Specjalizacja czy wszechstronność, czyli rozważania, jak to lepiej być i pięknym, i mądrym, i bogatym. W każdej branży.

blog o specjalizacji czy wszechstronności, czyli o pozycjonowaniu ciąg dalszy

OOstatnio podczas prowadzonych dla naszych klientów warsztatów pojawiła się silna refleksja dotycząca zakresu kompetencji – czy lepiej komunikować silną specjalizację w konkretnych obszarach oferty, czy lepiej mówić o kompleksowości usług i wszechstronności. Trochę zaczyna to przypominać dylemat żaby ze znanego dowcipu, w którym po jednej stronie miały stanąć zwierzęta piękne i zwinne, a po drugiej mądre i doświadczone 😊

Za specjalizacją przemawia oczywiście eksperckość. Jeśli ktoś „zjadł zęby” w swoim obszarze to z dużym prawdopodobieństwem przeprowadzi kolejnego klienta jak trzeba przez projekt z tego samego obszaru. Zna zasadzki, obejścia i ścieżki na skróty. Z drugiej strony kompleksowa obsługa pozwala klientowi liczyć na to, że wszystkie działania zostaną zrealizowane spójnie, można też oczekiwać od dostawcy większej obiektywności w doborze rozwiązania, można po prostu oddać całość zagadnień (np. marketingu lub IT), w jedne ręce i zająć czymś innym (własnym biznesem lub inną formą podboju świata wg osobistych upodobań).

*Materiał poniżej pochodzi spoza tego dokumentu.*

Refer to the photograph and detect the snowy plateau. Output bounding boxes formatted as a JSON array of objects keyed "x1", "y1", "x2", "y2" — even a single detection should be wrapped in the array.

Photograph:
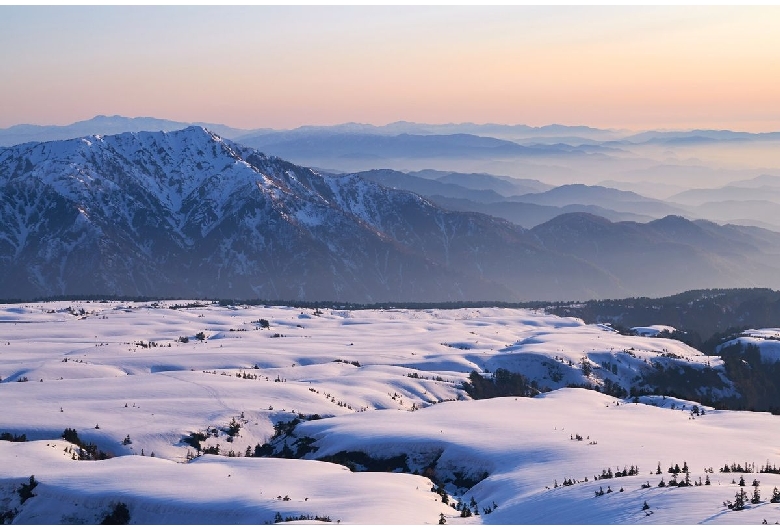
[{"x1": 1, "y1": 301, "x2": 779, "y2": 525}]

Pod warstwą, która wydaje się oczywista: po prostu firma nie komunikuje tego na czym kompletnie się nie zna, tkwi najczęściej drugie dno. Zaryzykujemy tezę, że sedno tkwi w tym jak firma postrzega siebie i na ile to zweryfikowała z otoczeniem. Ile w jej komunikacji pewności siebie, ile brawury, a ile zachowawczości. Nie zachęcam tu bynajmniej to tego by zachowywać się jak wspomniana żaba (co wszyscy wiemy – biedaczka pozostała na środku placu, bo nie dała rady się rozdwoić…). Jednak okazuje się, że firmom bardzo często trudno jest na siebie spojrzeć obiektywnie. Często silna specjalizacja wynika z przekonania, że firma oferuje wyłącznie to, w czym jest najlepsza, gdzie dostarcza jakość na 110%. Co jednak gdy konkurencja wokół świadczy te same usługi na 90%, a w międzyczasie poszerza portfolio i po prostu zagarnia kolejne kawałki rynku?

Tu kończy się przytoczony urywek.